How do you manage your time? Or does time manage you? I know that I need to schedule things because when I do I set aside the time for them. When I have a big job to do I break it down into smaller jobs. When I have a longer term big job to do I first make a list of what I have to do. Then I make a time line of when I have to have the various parts done. Then I break the parts up into chunks and work at them for a certain amount of time each day or when I can. So if I have to clean out the basement I will determine a due date for when I want to accomplish that and then I might tackle it one wall at a time, for a half hour each day. It's a discipline, yes. But it allows me to pay attention to that which is important to me. It gives me an opportunity to make choices according to an ethic of relationship. Our perceived lack of time blinds us to the fact that we do have some discretion about what we choose to do, how we choose to spend our time. What we choose and whether or not we exercise our ability to choose says a lot about us. What is it that really prevents us from fully embodying an ethic of relationship in our leadership styles and in our lives?
In any congregation leadership and how we do leadership is a perennial growing edge and it is no different here. This is a critical time in the life of UUCC, with a transition of ministry coming up this summer. Join the dance. If you have been considering membership in this congregation, know that some important votes are on the horizon and you can have a say in the choices to be made. If you are thinking about membership, please talk to me. Join the dance. Take a turn at leading, take a turn at following. Don't stand on the sidelines. Committees and special projects and groups can use your participation. Leadership positions are open, particularly for the Adult and Family Activities. Don't withhold yourself. Talk to me about this. Join the dance. Make a pledge to support the operations of this congregation. Do it today.

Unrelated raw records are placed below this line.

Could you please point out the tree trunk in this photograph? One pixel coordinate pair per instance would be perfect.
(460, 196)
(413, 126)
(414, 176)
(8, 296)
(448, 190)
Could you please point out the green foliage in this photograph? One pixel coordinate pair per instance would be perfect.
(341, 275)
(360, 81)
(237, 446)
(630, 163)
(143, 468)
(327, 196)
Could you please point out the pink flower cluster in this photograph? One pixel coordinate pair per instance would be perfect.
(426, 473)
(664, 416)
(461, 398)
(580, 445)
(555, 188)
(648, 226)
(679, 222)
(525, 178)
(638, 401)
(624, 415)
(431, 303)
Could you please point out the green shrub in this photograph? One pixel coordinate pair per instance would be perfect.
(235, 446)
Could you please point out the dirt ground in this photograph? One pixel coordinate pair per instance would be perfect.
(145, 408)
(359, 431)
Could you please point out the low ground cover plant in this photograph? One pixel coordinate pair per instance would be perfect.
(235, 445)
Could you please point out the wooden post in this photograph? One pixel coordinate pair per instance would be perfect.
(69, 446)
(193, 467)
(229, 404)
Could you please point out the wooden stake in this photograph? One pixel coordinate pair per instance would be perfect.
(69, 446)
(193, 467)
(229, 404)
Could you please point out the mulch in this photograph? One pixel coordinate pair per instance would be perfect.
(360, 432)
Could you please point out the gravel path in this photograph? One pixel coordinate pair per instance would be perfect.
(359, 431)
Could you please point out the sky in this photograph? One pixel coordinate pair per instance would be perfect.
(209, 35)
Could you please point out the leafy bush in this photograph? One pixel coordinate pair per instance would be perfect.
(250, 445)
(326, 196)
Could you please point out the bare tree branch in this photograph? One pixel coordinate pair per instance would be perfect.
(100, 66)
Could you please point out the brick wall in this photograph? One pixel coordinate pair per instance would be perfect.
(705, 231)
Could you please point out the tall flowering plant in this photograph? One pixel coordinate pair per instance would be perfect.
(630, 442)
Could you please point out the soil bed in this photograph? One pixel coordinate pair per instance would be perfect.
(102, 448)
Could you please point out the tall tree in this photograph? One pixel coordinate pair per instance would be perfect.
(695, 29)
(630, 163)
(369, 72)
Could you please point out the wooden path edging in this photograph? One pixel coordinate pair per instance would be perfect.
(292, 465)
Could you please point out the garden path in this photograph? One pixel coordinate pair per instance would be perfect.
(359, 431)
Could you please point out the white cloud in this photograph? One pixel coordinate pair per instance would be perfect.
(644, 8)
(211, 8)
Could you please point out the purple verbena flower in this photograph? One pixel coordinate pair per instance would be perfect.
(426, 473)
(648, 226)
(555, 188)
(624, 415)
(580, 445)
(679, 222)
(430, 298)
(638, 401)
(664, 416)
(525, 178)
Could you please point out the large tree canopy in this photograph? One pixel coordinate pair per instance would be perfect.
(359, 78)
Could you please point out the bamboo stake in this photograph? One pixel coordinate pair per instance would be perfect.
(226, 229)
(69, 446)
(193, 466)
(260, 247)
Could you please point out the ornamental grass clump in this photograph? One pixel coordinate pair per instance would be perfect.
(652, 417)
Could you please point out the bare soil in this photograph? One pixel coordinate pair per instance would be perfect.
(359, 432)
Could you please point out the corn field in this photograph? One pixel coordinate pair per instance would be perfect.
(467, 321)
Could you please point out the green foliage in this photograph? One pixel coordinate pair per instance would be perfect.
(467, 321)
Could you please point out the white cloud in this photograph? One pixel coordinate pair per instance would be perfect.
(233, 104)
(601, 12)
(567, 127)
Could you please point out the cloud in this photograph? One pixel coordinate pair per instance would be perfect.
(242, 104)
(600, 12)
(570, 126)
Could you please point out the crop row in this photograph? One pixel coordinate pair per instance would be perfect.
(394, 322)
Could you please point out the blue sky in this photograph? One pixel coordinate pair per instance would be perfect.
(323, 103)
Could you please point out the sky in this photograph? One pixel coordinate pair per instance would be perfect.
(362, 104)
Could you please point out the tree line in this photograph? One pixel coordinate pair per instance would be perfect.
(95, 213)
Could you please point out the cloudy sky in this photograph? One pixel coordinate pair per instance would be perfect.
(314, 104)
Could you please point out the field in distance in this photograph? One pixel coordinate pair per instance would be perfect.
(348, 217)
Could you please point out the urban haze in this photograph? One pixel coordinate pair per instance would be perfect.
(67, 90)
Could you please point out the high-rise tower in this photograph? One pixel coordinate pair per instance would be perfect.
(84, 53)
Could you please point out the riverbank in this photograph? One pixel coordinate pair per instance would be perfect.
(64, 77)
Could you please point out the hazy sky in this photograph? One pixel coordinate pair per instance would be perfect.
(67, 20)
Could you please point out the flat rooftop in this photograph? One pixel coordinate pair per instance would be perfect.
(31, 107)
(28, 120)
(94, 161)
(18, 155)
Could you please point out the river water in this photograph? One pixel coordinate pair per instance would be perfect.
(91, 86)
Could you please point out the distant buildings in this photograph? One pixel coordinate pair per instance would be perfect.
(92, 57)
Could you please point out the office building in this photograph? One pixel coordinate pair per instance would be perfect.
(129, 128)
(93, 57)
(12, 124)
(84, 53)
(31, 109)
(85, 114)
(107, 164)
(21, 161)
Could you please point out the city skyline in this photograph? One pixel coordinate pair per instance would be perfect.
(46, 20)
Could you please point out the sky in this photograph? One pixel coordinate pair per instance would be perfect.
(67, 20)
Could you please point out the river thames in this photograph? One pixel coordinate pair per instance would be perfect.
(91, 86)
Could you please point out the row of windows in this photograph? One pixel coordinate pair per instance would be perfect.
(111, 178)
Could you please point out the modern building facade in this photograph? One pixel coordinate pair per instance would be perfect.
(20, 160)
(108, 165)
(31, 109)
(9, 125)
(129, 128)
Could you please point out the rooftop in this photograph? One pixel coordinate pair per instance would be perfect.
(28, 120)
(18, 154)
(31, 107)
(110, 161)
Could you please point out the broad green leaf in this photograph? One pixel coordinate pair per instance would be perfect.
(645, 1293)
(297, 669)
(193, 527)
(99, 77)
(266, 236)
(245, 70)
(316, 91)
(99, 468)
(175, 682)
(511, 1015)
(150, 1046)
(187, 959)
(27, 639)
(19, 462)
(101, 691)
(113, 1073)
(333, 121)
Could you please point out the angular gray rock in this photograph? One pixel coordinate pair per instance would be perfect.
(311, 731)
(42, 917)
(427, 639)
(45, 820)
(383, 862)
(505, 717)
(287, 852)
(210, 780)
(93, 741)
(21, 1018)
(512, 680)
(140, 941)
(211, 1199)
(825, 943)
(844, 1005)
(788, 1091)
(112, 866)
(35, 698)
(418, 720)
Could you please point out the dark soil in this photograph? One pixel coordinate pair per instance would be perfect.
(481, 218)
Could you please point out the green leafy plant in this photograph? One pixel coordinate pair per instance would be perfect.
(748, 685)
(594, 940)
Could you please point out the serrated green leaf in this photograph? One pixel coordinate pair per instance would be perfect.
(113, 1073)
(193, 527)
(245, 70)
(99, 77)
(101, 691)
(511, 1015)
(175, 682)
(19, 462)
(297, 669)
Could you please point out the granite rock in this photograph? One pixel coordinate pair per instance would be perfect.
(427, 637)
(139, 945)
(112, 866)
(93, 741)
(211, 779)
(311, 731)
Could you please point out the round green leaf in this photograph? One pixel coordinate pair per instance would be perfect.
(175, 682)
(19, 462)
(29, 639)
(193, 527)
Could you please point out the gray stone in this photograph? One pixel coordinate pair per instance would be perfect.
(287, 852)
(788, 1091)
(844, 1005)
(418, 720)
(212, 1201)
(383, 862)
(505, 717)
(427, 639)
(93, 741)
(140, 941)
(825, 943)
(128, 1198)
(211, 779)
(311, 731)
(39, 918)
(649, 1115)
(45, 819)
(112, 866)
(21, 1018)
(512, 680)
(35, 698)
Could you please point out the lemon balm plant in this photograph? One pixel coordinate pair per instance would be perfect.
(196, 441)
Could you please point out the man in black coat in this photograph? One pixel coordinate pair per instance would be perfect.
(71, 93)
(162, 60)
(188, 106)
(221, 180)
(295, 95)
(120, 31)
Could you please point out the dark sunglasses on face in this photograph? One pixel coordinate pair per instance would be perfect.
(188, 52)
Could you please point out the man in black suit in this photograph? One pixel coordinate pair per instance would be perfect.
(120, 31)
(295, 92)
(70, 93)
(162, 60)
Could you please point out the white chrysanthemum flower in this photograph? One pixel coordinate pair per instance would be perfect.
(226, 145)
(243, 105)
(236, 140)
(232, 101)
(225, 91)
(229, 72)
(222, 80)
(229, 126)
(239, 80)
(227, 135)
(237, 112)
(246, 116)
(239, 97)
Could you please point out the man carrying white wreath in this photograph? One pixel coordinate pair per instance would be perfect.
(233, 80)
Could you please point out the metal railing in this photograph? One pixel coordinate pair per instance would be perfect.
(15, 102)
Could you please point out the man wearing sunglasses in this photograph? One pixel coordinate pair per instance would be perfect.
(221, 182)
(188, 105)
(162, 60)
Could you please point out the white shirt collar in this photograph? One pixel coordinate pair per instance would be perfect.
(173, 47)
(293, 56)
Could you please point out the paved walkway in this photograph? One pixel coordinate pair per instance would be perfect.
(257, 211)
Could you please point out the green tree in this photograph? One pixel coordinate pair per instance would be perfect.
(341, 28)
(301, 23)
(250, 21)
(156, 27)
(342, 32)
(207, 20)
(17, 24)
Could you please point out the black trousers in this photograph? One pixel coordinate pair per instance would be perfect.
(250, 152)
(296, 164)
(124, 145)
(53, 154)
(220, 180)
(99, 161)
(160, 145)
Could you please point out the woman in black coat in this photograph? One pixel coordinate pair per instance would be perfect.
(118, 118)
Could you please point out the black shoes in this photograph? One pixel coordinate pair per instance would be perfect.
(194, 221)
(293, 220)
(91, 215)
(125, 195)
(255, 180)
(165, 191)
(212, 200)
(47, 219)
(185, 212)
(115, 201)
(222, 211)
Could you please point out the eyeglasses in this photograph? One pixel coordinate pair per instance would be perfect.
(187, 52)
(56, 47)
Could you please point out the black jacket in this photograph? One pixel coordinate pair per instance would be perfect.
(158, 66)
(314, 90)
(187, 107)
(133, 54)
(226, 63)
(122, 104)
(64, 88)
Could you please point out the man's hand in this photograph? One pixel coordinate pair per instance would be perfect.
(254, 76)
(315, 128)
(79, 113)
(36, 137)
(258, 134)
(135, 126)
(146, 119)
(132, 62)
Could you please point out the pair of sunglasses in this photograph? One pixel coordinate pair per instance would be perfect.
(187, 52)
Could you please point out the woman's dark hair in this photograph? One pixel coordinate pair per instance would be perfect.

And when you join the dance, as many of you have and as many of you will, remember that leadership is based upon relationship. Be as mindful of the way you lead as what you accomplish in your leadership. Be mindful of how you use your time. Know yourself and your own work habits. Ask yourself if your practices include people? Do they exclude people? Are you keeping the patterns of the dance going or do you stand in the way? Everything you need to know about leadership practices is available to you. You can learn them if you don't already know them. Talk to me. Join the dance. We are creating here an alternative way of being together as a community of people unrelated by blood, or clan or tribe. We belong when we choose to belong. Our ethic is an ethic of relationship and all that we do is in service of the connections we have to one another and to the wider world beyond these doors. We are not about many of the ways of the world: individualistic greed for money and power, or destroying those who disagree with us. We are about finding ways to create community in which each person can reach his/her greatest potential within an atmosphere of healthy, nurturing relationships. Do not underestimate the importance of what we're doing here. Regarding leadership, do not underestimate the importance of what we do and how we do it. Especially in times of great change, we need everybody on the dance floor. Let it be a dance we do.
Song #311 Let It Be A Dance
Closing words by Lao Tzu
Go to the people. Live with them. Learn from them. . . . Start with what they know; build with what they have. But with the best leaders, when the work is done, the task accomplished, the people will say, we have done this ourselves!